Friday, September 11, 2015

Riese Tunnels Claimed to be Found

Mr. Szpakowski speaking at a news conference for Polish tv.
After remaining somewhat peacefully undisturbed for the past 70 years, Polish soil is once again in store for major disturbances caused by World War II.

A Polish "explorer" named Krzysztof Szpakowski claims to have found part of the German "Giant" (Riese) complex near where the supposed Breslau gold train is presumably buried. Apparently, the tunnels are near the Gross-Rosen concentration camp. They remain buried.

Mr. Szpakowski claims that he has been aware of the location for years, but the claims by the Breslau gold train treasure hunters forced his hand. What he was waiting for before disclosing it in his own good time remains a mystery. Szpakowski is well-known locally, being president of the Association Riese. He also is the creator museum and tourist complex "Włodarz," which is visited by many. Thus, he is a bit of a public figure in Poland.

Among his sources of proof are eye-witness statements, old documents, ground-penetrating radar, and that Old Faithful of true explorers, dowsing. Yes, with the forked stick. Szpakowski claims to have had discussions with John Latańskiem, the only surviving prisoner Molke armaments factory, located in Ludwikowice Klodzkie, who apparently has some personal knowledge of the tunnels. A geologist, Adam Szynkiewicz, confirmed that research had been carried out using GPR KS-700 ground-penetrating radar.

The way that patch on the sleeve is set, it reminds me of something else related to World War II.
Unlike the other adventurers, Mr. Szpakowski does not claim that there is any buried treasure in the tunnels that he has found. Instead, he figures they probably only contain items of historical interest. That would make it roughly similar to other German tunnels that have been found over the years, as the Germans were not likely to leaving treasure chests and the like lying around for future fortune-hunters to find. Most German tunnels may have a few old mining carts and maybe Wehrmacht helmets scattered about, and that is it.

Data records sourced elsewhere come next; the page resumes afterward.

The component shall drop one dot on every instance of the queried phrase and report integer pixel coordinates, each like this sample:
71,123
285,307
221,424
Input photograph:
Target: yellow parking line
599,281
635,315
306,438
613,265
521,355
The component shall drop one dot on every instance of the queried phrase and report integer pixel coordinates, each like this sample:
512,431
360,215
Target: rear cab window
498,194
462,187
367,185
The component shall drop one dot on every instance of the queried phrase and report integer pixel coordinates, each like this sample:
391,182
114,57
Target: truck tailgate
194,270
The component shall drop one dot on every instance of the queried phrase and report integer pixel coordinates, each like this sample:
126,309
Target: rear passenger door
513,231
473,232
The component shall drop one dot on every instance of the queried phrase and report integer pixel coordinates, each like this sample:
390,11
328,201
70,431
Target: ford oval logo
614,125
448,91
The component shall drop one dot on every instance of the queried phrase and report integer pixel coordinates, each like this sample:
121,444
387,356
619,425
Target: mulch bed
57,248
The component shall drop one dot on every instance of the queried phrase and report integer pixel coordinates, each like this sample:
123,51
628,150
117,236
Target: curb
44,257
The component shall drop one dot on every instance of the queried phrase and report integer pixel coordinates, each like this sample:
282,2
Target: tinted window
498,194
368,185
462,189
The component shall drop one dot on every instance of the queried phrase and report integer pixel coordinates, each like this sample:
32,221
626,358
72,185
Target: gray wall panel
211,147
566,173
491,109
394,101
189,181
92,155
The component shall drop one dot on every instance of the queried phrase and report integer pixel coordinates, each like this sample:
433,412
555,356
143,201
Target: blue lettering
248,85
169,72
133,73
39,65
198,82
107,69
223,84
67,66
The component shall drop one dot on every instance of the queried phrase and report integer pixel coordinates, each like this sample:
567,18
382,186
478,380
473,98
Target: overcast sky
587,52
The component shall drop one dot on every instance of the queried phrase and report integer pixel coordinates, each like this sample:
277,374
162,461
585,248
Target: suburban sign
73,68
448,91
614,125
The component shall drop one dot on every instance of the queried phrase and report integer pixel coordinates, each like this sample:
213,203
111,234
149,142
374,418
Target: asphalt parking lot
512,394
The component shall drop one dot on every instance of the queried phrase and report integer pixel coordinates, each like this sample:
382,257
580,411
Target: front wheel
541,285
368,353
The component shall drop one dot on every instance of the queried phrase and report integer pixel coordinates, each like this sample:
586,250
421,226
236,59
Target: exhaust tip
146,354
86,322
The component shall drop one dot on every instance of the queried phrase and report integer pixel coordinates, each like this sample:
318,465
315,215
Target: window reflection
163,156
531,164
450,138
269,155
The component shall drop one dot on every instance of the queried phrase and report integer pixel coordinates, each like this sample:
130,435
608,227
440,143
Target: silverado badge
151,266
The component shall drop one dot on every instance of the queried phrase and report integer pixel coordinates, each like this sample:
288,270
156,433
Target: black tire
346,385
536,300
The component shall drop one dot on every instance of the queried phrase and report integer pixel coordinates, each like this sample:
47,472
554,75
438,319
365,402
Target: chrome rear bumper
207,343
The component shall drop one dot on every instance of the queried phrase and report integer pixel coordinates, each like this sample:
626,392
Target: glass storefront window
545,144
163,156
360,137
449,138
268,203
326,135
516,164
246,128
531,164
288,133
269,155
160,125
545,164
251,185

However, and with what proof or evidence is not clear, Mr. Szpakowski claims that it was another "Fuhrer Bunker" like the one under the Chancellory in Berlin. This one, he claims, was intended for Adolf Hitler's personal use in the event of a nuclear attack. Of course, Hitler (supposedly) died before the Americans even had a working nuclear device, which was top secret all the way anyway and not something that the Americans were sharing with the Germans at that time, but let's not let that stand in the way of a good story.

The location is somewhere in the mountains around the city of Walbrzych - just like the gold train. Although nobody knows what Riese was for or how big it actually was, scholars speculate that the overwhelming majority remains buried and has never been seen since the end of the war. We shall keep an eye on events to see if anything interesting turns up.